Global warming? Scientists having trouble getting to Antarctica because there’s so much ice

Zombies might seem unrealistic, but an apocalypse caused by melting ice caps? We’ve been told it could happen, and happen all too soon.

That’s why one has to laugh when scientists headed down to Antarctica couldn’t get there because, lo and behold, there’s too much ice:

The UK Guardian reports 50 scientists have gathered in Tasmania to discuss more accurate ways to predict Antarctic sea ice levels so researchers don’t get stuck in ice pack when traveling southward.

“It’s quite hard to forecast but whatever effort we put into improving our ability to forecast sea ice will ultimately pay dividends in terms of savings for national programs,” Tony Worby, head of the Antarctic Climate and Ecosystems Cooperative Research Centre, told the Guardian.

So, wait. They are going to spend money predicting how much ice there will be so that they can then get to Antarctica to study global warming?

The Daily Caller reminds us that two years ago a Russian vessel loaded with passengers eager to see for themselves the damning effects of global warming got stuck for over a week in the ice. The ice breaker sent to rescue them got stuck as well.

There’s nothing wrong with scientific research, and there are certainly scientists in Antarctica focused on subjects other than sea levels, but it seems like these scientists are looking for problems where none exist.

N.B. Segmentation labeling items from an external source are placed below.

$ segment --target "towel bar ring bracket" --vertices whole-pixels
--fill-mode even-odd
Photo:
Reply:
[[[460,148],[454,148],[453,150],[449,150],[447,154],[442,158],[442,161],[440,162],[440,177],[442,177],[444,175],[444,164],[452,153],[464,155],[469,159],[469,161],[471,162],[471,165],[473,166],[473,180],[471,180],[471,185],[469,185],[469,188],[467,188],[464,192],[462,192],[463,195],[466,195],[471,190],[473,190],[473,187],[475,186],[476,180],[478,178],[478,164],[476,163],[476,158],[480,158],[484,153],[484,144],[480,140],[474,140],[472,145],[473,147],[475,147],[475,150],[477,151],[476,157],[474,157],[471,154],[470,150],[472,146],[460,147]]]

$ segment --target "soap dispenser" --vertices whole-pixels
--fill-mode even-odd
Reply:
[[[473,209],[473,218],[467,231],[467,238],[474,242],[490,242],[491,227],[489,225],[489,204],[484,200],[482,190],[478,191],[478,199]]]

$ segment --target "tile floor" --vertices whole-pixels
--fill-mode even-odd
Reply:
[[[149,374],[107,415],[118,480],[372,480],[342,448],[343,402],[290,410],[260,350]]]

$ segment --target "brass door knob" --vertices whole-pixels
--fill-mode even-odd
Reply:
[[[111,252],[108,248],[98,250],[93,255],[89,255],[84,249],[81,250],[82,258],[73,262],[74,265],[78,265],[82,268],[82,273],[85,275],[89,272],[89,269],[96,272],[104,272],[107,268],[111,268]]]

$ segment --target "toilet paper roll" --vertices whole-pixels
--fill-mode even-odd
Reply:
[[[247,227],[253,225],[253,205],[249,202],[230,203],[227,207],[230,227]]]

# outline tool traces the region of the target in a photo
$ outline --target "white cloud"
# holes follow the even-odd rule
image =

Antarctic sea ice levels have consistently defied climate model predictions, baffling scientists and reigniting the debate over global warming’s influence on sea ice. In April, sea ice reached record levels for the month — a whopping 116,000 square miles higher than the previous record set in 2014.

These incidents alone don’t disprove global warming. But they should let us breathe a sigh of relief that worldwide death by rising sea levels is about as unlikely as the zombie apocalypse.